I suspect that the 5810SXT can do that too.

See page 9 of the service manual. See "If “Othr” is chosen under “Valve Type”, then R1, R2, R3, etc,
will be displayed instead". However what it does not clearly say is how to identify R1 as backwash, R2 as pause, R3 as backwash, r4 as pause. Page 12 section 12 of the service manual also says "Cycle steps can be programmed in any order using the Up or
Down buttons with the following selections. Up to 20 individual cycles can be set", so I presume you can make a selection from the table in Step 12. . Maybe you could consider experimenting. If you try that, take notes, and share what you find. I would hope there would be a way backwash for a minute, pause for a minute, and repeat several times. The pressure tank may not have enough water to assist with the first minute. But some or all subsequent minutes it would have enough water to support high backwash. Experiment to see what works with your tank and your pump.
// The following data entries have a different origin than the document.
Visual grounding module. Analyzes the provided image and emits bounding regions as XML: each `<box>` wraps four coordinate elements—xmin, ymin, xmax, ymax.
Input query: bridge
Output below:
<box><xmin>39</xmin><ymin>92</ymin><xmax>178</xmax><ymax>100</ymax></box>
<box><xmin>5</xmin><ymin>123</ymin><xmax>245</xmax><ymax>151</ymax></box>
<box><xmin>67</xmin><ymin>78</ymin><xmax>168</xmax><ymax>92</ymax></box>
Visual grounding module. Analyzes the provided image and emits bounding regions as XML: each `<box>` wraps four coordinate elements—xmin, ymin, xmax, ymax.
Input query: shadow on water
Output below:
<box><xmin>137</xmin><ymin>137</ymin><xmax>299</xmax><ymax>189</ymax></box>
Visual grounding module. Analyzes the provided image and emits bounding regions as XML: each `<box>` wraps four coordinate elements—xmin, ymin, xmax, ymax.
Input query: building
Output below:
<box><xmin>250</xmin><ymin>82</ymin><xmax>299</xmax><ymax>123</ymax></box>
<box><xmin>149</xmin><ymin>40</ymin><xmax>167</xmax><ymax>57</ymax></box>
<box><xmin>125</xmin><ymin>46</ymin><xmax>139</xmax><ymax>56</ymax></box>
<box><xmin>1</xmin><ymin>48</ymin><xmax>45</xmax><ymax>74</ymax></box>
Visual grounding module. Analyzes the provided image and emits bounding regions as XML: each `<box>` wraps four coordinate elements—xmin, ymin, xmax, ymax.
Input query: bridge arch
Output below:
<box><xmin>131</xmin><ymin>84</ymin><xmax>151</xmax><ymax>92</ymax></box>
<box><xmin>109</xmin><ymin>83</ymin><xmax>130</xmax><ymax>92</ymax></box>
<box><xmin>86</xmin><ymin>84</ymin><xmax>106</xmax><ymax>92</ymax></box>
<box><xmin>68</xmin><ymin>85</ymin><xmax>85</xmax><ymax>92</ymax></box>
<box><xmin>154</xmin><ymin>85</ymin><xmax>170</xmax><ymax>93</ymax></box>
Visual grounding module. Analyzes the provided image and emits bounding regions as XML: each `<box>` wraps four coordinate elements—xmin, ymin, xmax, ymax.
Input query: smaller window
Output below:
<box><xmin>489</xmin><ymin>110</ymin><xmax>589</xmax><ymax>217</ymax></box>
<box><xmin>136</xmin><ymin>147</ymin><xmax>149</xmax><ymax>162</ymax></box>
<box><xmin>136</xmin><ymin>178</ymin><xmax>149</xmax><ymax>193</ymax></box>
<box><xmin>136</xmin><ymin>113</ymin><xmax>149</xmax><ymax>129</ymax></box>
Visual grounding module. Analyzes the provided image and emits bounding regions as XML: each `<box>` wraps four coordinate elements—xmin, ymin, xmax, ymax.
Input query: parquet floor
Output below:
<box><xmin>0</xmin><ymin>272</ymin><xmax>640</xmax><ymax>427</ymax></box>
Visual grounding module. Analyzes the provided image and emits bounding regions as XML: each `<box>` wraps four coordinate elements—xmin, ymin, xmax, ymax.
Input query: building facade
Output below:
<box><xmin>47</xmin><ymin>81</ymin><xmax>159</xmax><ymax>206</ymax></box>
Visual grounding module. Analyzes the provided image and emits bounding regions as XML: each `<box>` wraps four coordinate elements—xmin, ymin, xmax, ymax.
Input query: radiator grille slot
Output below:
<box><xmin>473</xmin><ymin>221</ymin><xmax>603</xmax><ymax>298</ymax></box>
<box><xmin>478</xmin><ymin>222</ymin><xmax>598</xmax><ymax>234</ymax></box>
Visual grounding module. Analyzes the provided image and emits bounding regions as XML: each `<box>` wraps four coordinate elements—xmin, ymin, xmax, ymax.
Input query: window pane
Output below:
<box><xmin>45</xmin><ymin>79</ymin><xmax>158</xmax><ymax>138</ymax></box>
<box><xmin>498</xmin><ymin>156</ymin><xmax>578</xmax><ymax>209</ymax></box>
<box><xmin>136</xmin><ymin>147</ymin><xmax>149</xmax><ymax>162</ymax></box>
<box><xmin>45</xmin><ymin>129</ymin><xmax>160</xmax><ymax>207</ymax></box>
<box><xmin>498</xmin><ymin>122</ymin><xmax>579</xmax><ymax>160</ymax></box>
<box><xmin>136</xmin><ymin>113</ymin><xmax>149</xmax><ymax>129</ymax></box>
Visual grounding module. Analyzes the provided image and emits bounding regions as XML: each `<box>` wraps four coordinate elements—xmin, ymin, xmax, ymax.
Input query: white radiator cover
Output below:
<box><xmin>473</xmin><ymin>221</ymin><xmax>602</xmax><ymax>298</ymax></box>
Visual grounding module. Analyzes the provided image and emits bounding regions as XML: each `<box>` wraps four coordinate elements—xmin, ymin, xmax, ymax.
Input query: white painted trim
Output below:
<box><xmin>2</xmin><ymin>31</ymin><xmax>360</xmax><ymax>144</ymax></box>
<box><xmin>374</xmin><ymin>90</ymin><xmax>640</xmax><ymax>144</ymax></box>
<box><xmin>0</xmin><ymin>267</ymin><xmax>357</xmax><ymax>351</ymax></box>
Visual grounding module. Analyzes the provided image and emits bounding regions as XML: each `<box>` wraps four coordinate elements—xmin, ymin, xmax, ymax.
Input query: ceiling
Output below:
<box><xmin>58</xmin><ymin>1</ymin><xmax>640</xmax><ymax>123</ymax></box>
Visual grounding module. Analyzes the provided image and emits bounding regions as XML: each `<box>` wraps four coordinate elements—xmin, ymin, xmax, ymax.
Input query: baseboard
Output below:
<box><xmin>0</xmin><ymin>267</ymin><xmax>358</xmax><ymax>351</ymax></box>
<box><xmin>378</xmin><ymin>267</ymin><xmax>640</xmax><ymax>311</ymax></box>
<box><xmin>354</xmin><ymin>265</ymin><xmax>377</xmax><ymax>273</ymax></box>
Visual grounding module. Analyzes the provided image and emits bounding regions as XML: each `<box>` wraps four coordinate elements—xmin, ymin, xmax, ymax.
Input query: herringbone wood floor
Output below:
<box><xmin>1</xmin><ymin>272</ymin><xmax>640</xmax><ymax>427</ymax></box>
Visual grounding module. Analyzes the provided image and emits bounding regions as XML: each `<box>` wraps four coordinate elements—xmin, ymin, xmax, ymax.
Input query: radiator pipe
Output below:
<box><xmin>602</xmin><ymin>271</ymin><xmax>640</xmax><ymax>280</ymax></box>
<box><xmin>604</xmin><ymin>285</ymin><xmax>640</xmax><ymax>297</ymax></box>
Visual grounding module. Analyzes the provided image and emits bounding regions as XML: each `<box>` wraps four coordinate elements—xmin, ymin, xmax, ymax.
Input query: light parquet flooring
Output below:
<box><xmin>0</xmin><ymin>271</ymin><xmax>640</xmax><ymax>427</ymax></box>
Rather than pause, it could be some thing else that is not backwash. For example, suppose you did a minute of brine fill for each pause. Your filter has the brine fill path blocked, so I am thinking that brine fill should do nothing.

I would like to see a pressure gauge look at the input to the 5810SXT. I would like to see 30 psi available at the end of the backwash run. Maybe less would be fine, but I think 30 would give margin.

This chart is produced from the info in the Watch Water graph.
index.php

If the tank has 34 inches of media, then 25% bed expansion would raise the top of the roiling backwashing media to 34*1.25=42.5. And 50% bed expansion would raise the top of the backwashing level to 51 inches -- near the top of the tank. Too much.